Tutuklamaya sevk edilmesine dair de Figen, şunları söyledi: “Bunu tercih meselesi ya da zahmet meselesi olarak görmüyorum. Türkiye’deki yargı mensupları bunun izahını yapamayacak hale geldi. Ben tutuklanmaya sevk edildiğimde süre verildiğini sanıyordum. Televizyonlardan alt yazı geçmeye başladı. Selahattin Demirtaş ve Figen Yüksekdağ tutuklamaya sevk edildi. Sonrası kamuoyunun malumu. Mahkemeye çıktık. Sulh ceza hakiminin nasıl çalıştığı ortada. İktidarın yargıya en fazla müdahale ettiği mahkemelerdir.
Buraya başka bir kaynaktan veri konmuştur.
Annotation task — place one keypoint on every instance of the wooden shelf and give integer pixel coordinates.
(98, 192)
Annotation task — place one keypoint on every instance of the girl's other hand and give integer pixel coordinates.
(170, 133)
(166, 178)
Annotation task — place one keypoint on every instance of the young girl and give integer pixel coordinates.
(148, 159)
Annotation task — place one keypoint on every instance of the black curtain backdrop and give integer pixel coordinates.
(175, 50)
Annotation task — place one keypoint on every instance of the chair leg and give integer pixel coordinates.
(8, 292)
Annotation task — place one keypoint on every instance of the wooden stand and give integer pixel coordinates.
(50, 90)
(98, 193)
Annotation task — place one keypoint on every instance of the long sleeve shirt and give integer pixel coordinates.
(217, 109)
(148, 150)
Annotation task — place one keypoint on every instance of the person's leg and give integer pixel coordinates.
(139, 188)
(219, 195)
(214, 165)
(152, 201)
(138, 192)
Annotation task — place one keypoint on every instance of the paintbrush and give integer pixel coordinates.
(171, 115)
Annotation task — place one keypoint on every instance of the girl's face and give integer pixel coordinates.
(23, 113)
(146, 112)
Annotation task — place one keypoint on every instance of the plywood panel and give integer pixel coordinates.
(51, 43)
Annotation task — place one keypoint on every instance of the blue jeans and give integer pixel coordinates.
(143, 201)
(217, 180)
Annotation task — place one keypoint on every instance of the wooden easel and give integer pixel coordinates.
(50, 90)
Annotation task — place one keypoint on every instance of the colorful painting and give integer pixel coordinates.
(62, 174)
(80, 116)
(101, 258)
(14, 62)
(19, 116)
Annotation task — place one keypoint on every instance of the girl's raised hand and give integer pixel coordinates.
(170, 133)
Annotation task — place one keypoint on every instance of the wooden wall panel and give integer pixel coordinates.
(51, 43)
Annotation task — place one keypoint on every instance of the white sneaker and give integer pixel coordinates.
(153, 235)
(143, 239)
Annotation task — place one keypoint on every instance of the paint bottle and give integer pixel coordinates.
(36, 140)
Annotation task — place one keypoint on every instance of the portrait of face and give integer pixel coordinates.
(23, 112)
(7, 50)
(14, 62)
Kuruluş amacına uygun olarak kendine yüklenen misyonu boşa çıkarmamıştır. İktidar gurur duyuyordu. Yine sulh ceza hakimliğinde de sağlıklı bir süreç işlemedi. Halkımıza duyduğumuz saygı gereği çıkar mahkemede söyleyeceğimiz sözü söyleriz. Ne düşündüysek savunuruz. Ben kamuoyunun bizden beklentisini meşru bir görev olarak gördüğüm için o mahkemeye çıktım. Çok fazla bir şey söylemedim. Selahattin Bey de. Söylenmesi gereken şeyleri bizim açımızdan söyledi. Ayan olan beyan edildi. Tutuklama kararı verildi. Çifte tutuklanmış olarak karşınıza çıkıyorum. Bir tutuklama yetmedi. İki kez tutukladılar. 22 kez daha tutuklasınlar hakikat değişir mi? Hiç fark etmez hakikat değişir mi? Benim sözlerim, düşüncelerim, HDP'nin varlığı, HDP'nin taşıdığı önem değişir mi? 22 kez tutuklasınlar bizi çifte tutuklayanlar.”
 
Duruşma Figen’in savunmasıyla devam ediyor.